Published: Saturday, July 23 2011 4:25 p.m. MDT

Senate Minority Leader Mitch McConnell, R-Ky., Senate Majority Leader Harry Reid, D-Nev., House Speaker John Boehner, R-Ohio, and House Democratic Leader Nancy Pelosi, D-Calif. are seen at a photo opportunity in the House Speaker's office before a meeting on the debt limit increase on Capitol Hill in Washington on Saturday, July 23, 2011.

Harry Hamburg, Associated Press

WASHINGTON — Precariously short of time, congressional leaders struggled in urgent, weekend-long talks to avert an unprecedented government default, desperate to show enough progress to head off a plunge in stock prices when Asian markets open ahead of the U.S. workweek.

President Barack Obama met Saturday with Republican and Democratic leaders — but only briefly— the day after House Speaker John Boehner abruptly broke off his own once-promising compromise talks with the White House.

But congressional aides labored to produce at least a framework agreement to raise the nation's debt limit by Monday, congressional officials said. Even that would allow scarcely enough time for the House and Senate to clear legislation in time for Obama's signature by the Aug. 2 deadline, a week from Tuesday.

House Speaker John Boehner told rank-and-file Republicans in a conference call hoped to be able to announce a "viable framework for progress" by 4 p.m. EDT on Sunday, before the stock markets open in Japan and elsewhere in Asia, according to two participants. He was meeting Saturday evening with House Democratic leader Nancy Pelosi, Senate Majority leader Harry Reid and Senate Republican leader Mitch McConnell.

Lawmakers fear a big drop in investor confidence in stocks and bonds could start in Asia and sweep toward Europe and the Americas, causing U.S. stock values to plunge on Monday.

Barring action by Aug. 2, the Treasury will run out of the money needed to pay all its bills, triggering a possible default that could seriously damage the domestic economy and send damaging waves across the globe. Obama has warned repeatedly of the possibility of a spike in interest rates that could affect Americans' mortgages, credit cards and other forms of personal debt.

In talks through the afternoon, congressional aides were looking at an immediate debt limit increase of about $1 trillion, one official said, with slightly higher spending cuts to be locked into place simultaneously. Another $1.4 trillion in additional borrowing authority would be needed to satisfy Obama's demand that any deal extend into 2013, and it appeared the two sides had not yet agreed how to bridge their differences.

"We seek an extension of the debt ceiling through at least the end of 2012. We will not send a message of uncertainty to the world," Reid said in a statement issued in late afternoon.

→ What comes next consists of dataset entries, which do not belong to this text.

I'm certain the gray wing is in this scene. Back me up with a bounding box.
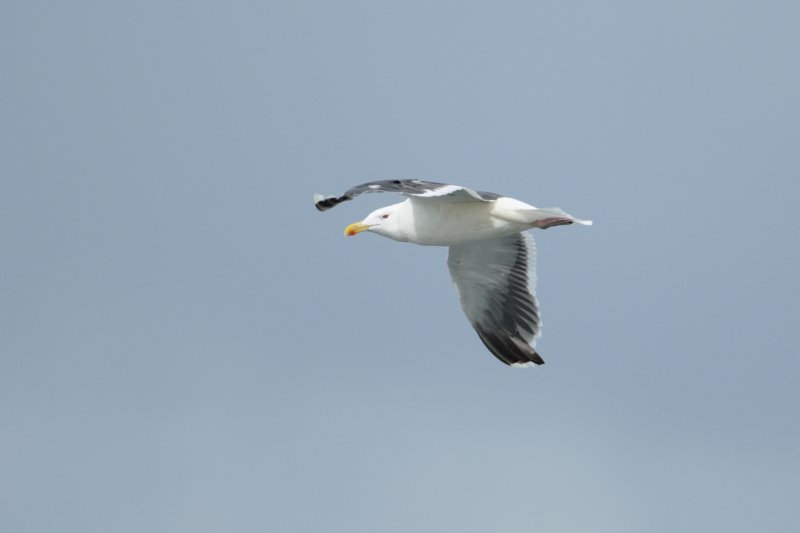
[447,233,544,366]
[314,180,500,211]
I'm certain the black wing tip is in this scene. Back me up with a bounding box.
[475,329,544,366]
[314,194,350,211]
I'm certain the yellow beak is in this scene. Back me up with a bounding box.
[344,222,370,237]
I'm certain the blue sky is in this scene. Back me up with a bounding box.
[0,1,800,533]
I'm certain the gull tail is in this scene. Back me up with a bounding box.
[518,207,592,229]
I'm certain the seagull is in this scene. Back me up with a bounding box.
[314,179,592,367]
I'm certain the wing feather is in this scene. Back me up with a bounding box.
[447,233,544,365]
[314,180,500,211]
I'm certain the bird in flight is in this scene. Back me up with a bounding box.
[314,180,592,366]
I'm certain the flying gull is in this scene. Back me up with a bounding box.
[314,180,592,366]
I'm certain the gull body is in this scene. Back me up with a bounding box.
[314,180,591,366]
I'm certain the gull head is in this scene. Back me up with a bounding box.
[344,204,405,240]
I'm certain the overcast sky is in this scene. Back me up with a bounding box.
[0,1,800,533]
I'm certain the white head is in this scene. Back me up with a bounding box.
[344,202,408,241]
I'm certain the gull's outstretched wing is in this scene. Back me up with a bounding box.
[447,233,544,366]
[314,180,500,211]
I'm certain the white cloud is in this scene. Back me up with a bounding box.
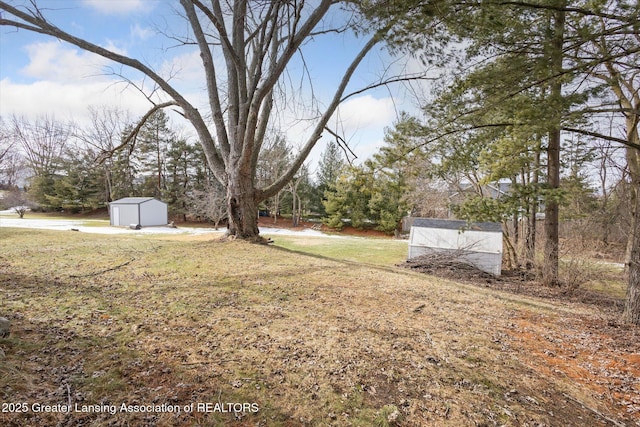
[0,78,149,125]
[333,95,396,134]
[84,0,148,15]
[21,41,108,82]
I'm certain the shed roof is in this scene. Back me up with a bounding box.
[111,197,159,205]
[412,218,502,233]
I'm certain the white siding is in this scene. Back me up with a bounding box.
[138,199,169,227]
[409,220,502,276]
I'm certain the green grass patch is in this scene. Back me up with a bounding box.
[0,228,632,427]
[264,236,409,266]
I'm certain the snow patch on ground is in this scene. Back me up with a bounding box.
[0,211,339,237]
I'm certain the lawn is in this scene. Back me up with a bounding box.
[0,228,640,426]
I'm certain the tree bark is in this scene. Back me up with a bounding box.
[542,1,565,286]
[227,168,259,240]
[623,176,640,325]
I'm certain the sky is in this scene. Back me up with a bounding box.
[0,0,424,168]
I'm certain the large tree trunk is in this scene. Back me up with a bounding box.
[624,149,640,268]
[227,173,260,240]
[624,176,640,325]
[542,1,565,285]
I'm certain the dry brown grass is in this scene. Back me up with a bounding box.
[0,228,640,426]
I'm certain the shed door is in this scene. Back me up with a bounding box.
[111,206,120,225]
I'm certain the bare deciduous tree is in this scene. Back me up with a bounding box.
[190,182,227,230]
[0,0,392,239]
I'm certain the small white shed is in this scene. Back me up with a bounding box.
[109,197,169,227]
[409,218,502,276]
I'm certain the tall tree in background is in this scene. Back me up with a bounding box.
[135,110,175,198]
[11,116,73,207]
[316,140,347,215]
[0,0,424,239]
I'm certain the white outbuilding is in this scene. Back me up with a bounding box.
[409,218,502,276]
[109,197,169,227]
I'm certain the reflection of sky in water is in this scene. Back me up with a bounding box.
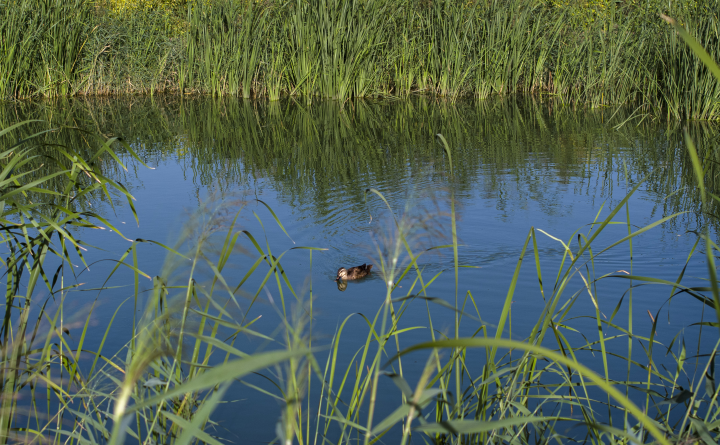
[9,99,716,443]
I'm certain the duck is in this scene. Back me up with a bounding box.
[335,264,372,281]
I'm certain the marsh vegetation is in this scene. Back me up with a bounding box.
[0,0,720,120]
[0,0,720,445]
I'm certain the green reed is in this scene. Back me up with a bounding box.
[0,0,720,120]
[0,113,720,444]
[0,37,720,443]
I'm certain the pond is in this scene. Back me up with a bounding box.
[0,96,717,443]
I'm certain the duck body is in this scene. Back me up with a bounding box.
[335,264,372,281]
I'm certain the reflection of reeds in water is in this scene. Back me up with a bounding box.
[0,114,720,445]
[0,97,718,232]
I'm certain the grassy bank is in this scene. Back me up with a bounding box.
[0,12,720,445]
[0,0,720,119]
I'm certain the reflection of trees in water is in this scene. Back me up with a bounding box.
[0,96,720,231]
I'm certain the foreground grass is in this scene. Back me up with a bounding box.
[0,0,720,120]
[0,122,720,444]
[0,12,720,444]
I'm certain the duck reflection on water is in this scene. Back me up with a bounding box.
[335,264,372,292]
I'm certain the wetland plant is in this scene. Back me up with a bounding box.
[0,119,720,444]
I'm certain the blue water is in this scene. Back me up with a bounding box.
[7,100,717,443]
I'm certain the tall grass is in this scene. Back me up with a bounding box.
[0,23,720,438]
[0,116,720,444]
[0,0,720,120]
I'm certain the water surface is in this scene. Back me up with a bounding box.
[1,97,715,443]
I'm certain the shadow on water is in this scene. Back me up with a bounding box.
[0,96,720,440]
[0,96,720,232]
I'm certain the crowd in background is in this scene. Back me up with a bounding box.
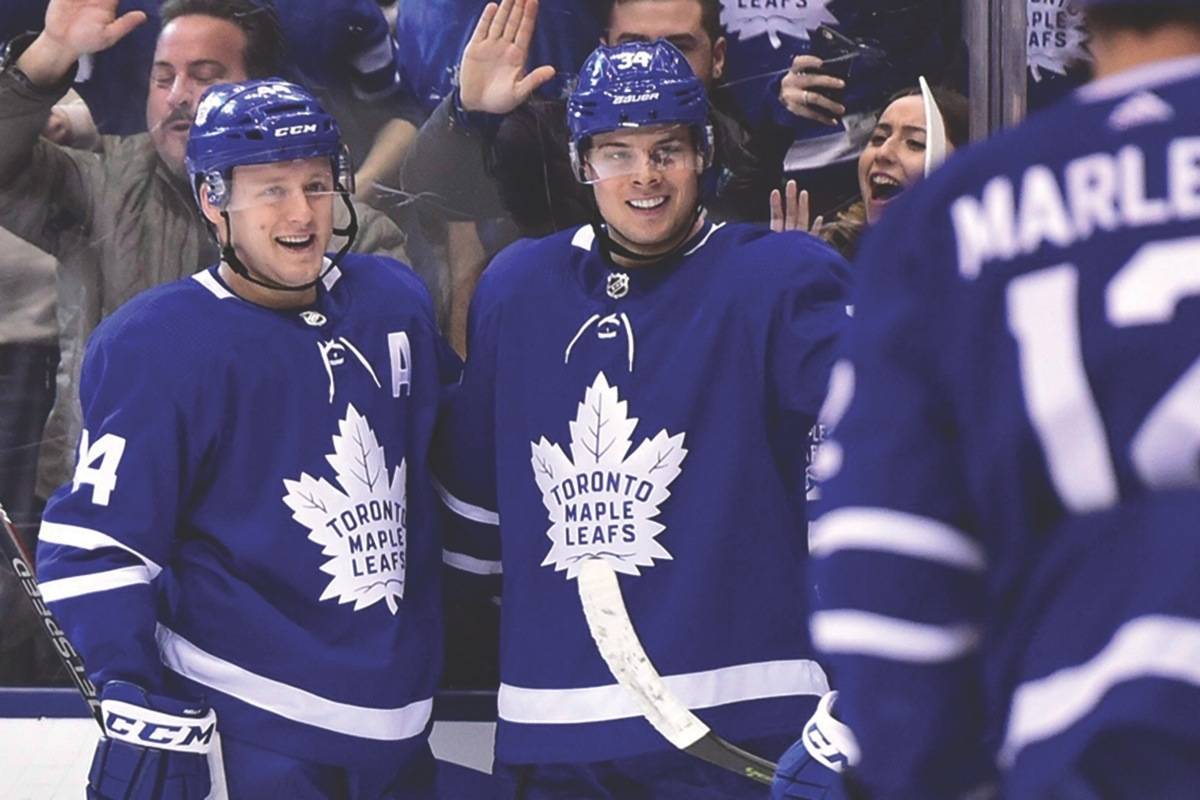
[0,0,1086,685]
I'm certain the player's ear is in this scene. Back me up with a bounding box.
[713,36,725,83]
[198,181,221,229]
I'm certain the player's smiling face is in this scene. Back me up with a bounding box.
[858,95,952,223]
[202,157,334,306]
[586,125,702,261]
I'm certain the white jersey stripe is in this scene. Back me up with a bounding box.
[811,609,979,663]
[192,270,233,300]
[809,507,988,572]
[433,480,500,525]
[1000,616,1200,765]
[497,660,829,724]
[442,549,504,575]
[37,522,162,578]
[157,625,433,741]
[38,566,154,603]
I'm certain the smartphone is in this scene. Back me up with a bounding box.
[809,25,883,94]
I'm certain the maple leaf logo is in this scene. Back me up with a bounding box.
[530,372,688,578]
[1026,0,1092,80]
[721,0,838,50]
[283,404,408,614]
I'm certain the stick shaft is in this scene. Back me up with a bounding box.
[577,560,775,784]
[0,506,104,730]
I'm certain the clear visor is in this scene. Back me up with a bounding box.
[583,137,704,184]
[226,178,342,211]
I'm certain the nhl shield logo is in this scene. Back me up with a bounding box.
[605,272,629,300]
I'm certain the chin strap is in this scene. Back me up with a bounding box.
[592,204,704,264]
[221,185,359,291]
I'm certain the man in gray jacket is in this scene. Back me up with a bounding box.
[0,0,404,498]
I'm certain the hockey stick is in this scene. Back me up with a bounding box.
[577,559,775,784]
[0,505,104,733]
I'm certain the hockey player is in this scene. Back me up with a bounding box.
[38,80,454,800]
[796,0,1200,800]
[438,40,848,800]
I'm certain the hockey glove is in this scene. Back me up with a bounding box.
[770,692,858,800]
[88,680,217,800]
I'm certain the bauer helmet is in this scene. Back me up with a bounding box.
[566,38,714,184]
[184,78,354,210]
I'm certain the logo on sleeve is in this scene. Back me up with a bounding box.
[283,405,408,614]
[721,0,838,50]
[530,372,688,578]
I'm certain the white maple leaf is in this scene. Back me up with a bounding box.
[283,404,408,614]
[1026,0,1092,80]
[721,0,838,50]
[530,372,688,578]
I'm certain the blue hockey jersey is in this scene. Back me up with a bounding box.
[437,217,847,763]
[810,59,1200,799]
[38,254,456,764]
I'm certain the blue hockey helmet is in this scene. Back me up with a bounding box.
[566,38,714,182]
[184,78,354,209]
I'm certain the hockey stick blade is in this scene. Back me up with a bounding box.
[576,559,775,784]
[0,506,104,730]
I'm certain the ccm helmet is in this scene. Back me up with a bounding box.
[184,78,359,291]
[566,38,713,182]
[184,78,354,210]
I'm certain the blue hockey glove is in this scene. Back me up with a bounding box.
[770,692,858,800]
[88,680,217,800]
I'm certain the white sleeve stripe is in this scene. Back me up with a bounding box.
[433,480,500,525]
[442,549,503,575]
[155,625,433,741]
[811,609,979,663]
[809,507,988,572]
[38,566,154,603]
[37,522,162,578]
[1000,615,1200,765]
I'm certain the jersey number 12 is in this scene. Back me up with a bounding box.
[1008,237,1200,512]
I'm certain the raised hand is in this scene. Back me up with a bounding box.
[458,0,554,114]
[769,181,824,234]
[779,55,846,125]
[43,0,146,58]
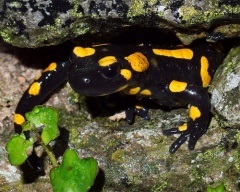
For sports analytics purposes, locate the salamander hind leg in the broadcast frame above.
[163,85,210,153]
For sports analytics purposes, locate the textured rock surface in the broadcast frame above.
[0,39,240,192]
[0,0,240,47]
[210,47,240,128]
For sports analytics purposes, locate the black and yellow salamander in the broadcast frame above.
[14,43,223,166]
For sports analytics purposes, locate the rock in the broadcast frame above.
[0,0,240,48]
[209,46,240,128]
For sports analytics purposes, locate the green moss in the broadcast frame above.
[111,149,125,163]
[151,181,169,192]
[233,148,240,174]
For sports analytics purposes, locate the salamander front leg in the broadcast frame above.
[163,86,210,153]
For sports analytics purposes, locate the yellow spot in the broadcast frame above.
[200,56,211,87]
[124,87,141,95]
[189,106,201,121]
[135,105,143,109]
[43,63,57,72]
[178,123,187,131]
[73,47,95,57]
[28,82,41,96]
[153,48,193,60]
[169,80,187,92]
[35,73,42,81]
[140,89,152,96]
[120,69,132,80]
[98,56,117,67]
[124,52,149,72]
[13,113,25,125]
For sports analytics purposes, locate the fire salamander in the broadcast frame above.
[14,43,223,169]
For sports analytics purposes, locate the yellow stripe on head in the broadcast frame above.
[43,63,57,72]
[153,48,193,60]
[124,87,140,95]
[13,113,25,125]
[200,56,211,87]
[178,123,187,131]
[98,56,117,67]
[189,106,201,121]
[169,80,187,93]
[73,47,95,57]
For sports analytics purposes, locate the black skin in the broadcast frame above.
[16,43,224,169]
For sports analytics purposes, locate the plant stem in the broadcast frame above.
[41,142,58,167]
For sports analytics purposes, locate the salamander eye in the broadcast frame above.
[101,64,120,79]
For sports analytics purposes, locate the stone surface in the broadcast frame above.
[0,38,240,192]
[0,0,240,48]
[210,46,240,128]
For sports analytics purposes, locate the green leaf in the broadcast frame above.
[6,135,33,165]
[207,183,226,192]
[50,149,98,192]
[25,106,59,145]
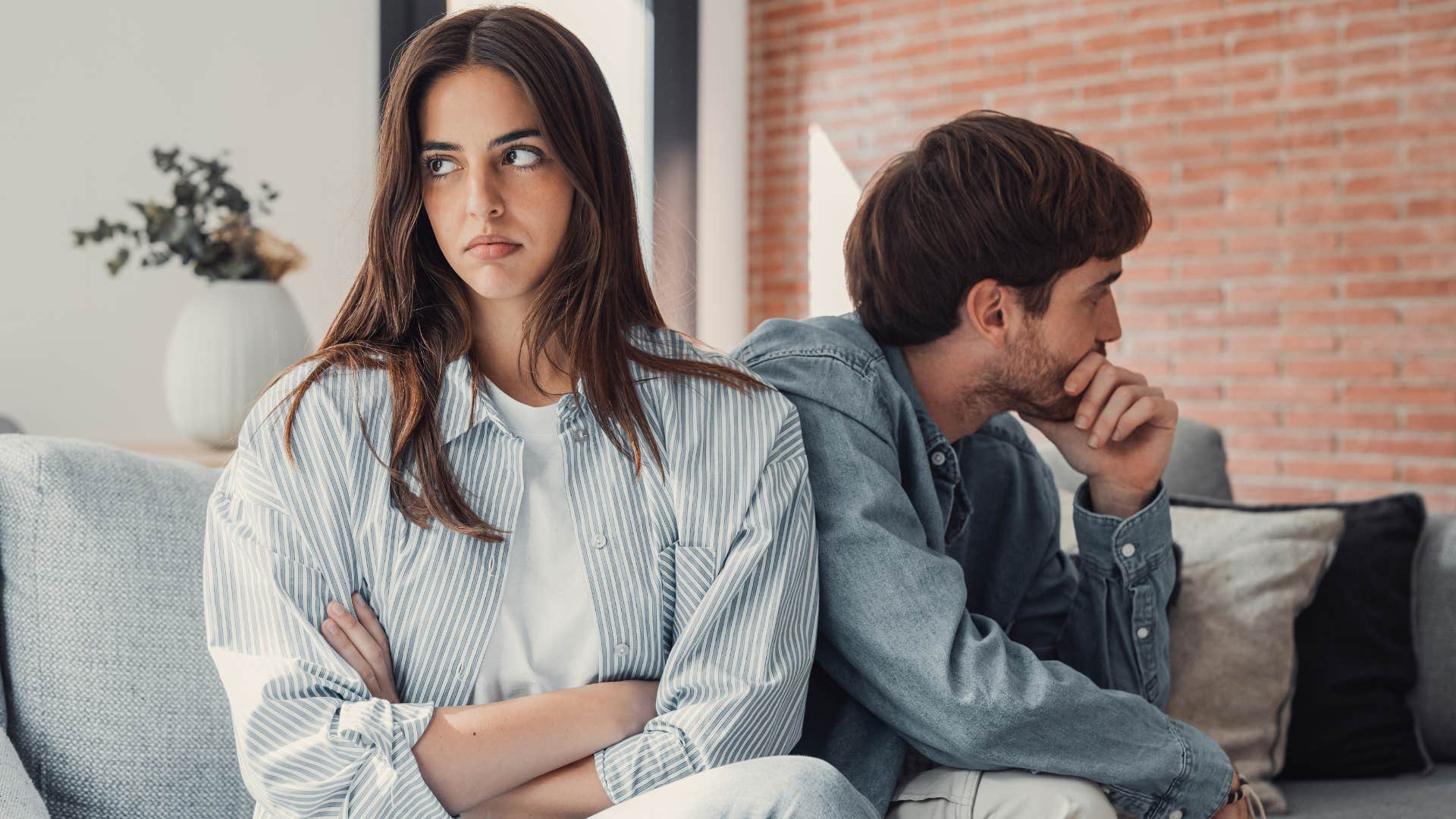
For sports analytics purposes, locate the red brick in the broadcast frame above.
[1178,63,1279,89]
[1179,309,1279,328]
[1223,431,1335,452]
[1284,201,1401,224]
[1228,381,1335,406]
[1082,28,1174,51]
[990,42,1072,65]
[1233,479,1335,503]
[1285,99,1399,125]
[1174,359,1279,378]
[1228,332,1337,354]
[748,0,1456,510]
[1401,357,1456,379]
[1284,307,1401,326]
[1284,410,1396,430]
[1285,255,1401,275]
[1345,278,1456,299]
[1230,28,1339,54]
[1131,42,1225,70]
[1405,413,1456,433]
[1178,111,1279,134]
[1345,384,1456,406]
[1228,452,1279,475]
[1178,400,1279,430]
[1228,284,1335,305]
[1284,357,1395,379]
[1339,433,1456,457]
[1401,463,1456,484]
[1178,11,1279,39]
[1179,259,1274,280]
[1407,193,1456,217]
[1119,286,1223,305]
[1345,11,1456,41]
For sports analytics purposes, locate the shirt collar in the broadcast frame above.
[881,344,961,485]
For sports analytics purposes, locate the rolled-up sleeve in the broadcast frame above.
[202,386,447,817]
[595,410,818,803]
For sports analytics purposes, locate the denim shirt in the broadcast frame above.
[734,313,1233,819]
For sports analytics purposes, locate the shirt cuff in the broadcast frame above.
[329,697,450,817]
[1147,718,1233,819]
[594,727,696,805]
[1102,718,1233,819]
[1072,481,1174,586]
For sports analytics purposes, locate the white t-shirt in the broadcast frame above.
[470,381,601,704]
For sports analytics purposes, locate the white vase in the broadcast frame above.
[165,280,310,446]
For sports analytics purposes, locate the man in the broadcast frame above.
[736,112,1247,819]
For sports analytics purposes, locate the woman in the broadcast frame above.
[204,8,871,816]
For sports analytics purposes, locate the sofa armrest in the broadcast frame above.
[1410,514,1456,762]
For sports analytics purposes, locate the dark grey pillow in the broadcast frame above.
[1174,493,1429,780]
[0,436,253,819]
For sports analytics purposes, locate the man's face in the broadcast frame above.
[996,256,1122,421]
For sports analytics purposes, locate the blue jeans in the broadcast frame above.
[597,756,881,819]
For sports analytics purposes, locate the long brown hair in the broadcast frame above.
[269,6,761,542]
[845,111,1153,345]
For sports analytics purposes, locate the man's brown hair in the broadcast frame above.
[845,111,1152,345]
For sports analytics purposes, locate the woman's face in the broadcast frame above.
[419,68,573,300]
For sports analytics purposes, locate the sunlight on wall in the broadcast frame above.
[810,124,859,316]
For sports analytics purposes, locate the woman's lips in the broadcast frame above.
[466,242,521,259]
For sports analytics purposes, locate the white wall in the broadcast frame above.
[0,0,378,441]
[698,0,750,350]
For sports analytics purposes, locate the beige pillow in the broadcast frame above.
[1062,493,1344,813]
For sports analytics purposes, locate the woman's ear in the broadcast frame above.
[962,278,1019,350]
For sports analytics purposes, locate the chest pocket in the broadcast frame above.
[657,541,718,656]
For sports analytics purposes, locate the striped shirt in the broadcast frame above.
[202,328,818,817]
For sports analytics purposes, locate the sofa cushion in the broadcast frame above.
[1412,514,1456,762]
[1174,493,1429,780]
[0,723,49,819]
[0,436,252,819]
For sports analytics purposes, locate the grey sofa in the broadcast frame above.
[0,427,1456,819]
[1040,419,1456,819]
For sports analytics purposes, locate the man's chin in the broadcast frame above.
[1016,398,1082,422]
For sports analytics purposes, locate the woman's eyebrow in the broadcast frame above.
[419,128,541,152]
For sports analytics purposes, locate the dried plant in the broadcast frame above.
[71,147,306,281]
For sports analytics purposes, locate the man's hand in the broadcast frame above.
[1213,768,1264,819]
[1022,353,1178,517]
[323,592,399,702]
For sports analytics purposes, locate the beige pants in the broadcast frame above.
[885,768,1117,819]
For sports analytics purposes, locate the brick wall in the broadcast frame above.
[748,0,1456,510]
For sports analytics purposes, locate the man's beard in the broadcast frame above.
[993,329,1105,421]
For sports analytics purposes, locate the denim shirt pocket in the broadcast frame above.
[657,541,718,656]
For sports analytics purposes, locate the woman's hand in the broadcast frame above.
[323,592,399,702]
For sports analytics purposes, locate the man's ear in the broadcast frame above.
[964,278,1019,350]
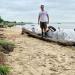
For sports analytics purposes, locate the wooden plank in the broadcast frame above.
[22,28,75,46]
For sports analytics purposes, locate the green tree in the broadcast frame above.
[0,16,4,23]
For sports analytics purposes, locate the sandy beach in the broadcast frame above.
[4,27,75,75]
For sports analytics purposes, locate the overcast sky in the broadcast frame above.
[0,0,75,22]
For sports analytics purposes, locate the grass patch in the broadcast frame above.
[0,40,15,51]
[0,65,11,75]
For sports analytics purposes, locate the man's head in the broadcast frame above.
[40,5,44,11]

"The bipartisan leadership in Congress is committed to working on new legislation that will prevent default while substantially reducing Washington spending," McConnell said in a written statement not long after he, Boehner and Democratic leaders met with Obama at the White House.

Obama appeared grim-faced as he convened the meeting around the big table in the White House Cabinet Room. He was flanked by Boehner, R-Ohio, and Senate Majority Leader Harry Reid, D-Nev. Vice President Joe Biden, McConnell and Pelosi also attended.

The four congressional leaders planned to meet again, at the Capitol, in the early evening.

The only aides attending the White House meeting were budget director Jack Lew and Treasury Secretary Tim Geithner, who emphasized the concern about Asia.

Afterward, White House press secretary Jay Carney issued a stern statement: "Congress should refrain from playing reckless political games with our economy. Instead, it should be responsible and do its job, avoiding default and cutting the deficit."

Sixteen blocks away at the Capitol, congressional aides said the White House would not have a presence at the bargaining table with House and Senate leaders.

Under normal procedures, Boehner would need to have legislation on the House floor by Wednesday to allow enough time for a measure to reach Obama's desk in time to meet the debt-limit deadline.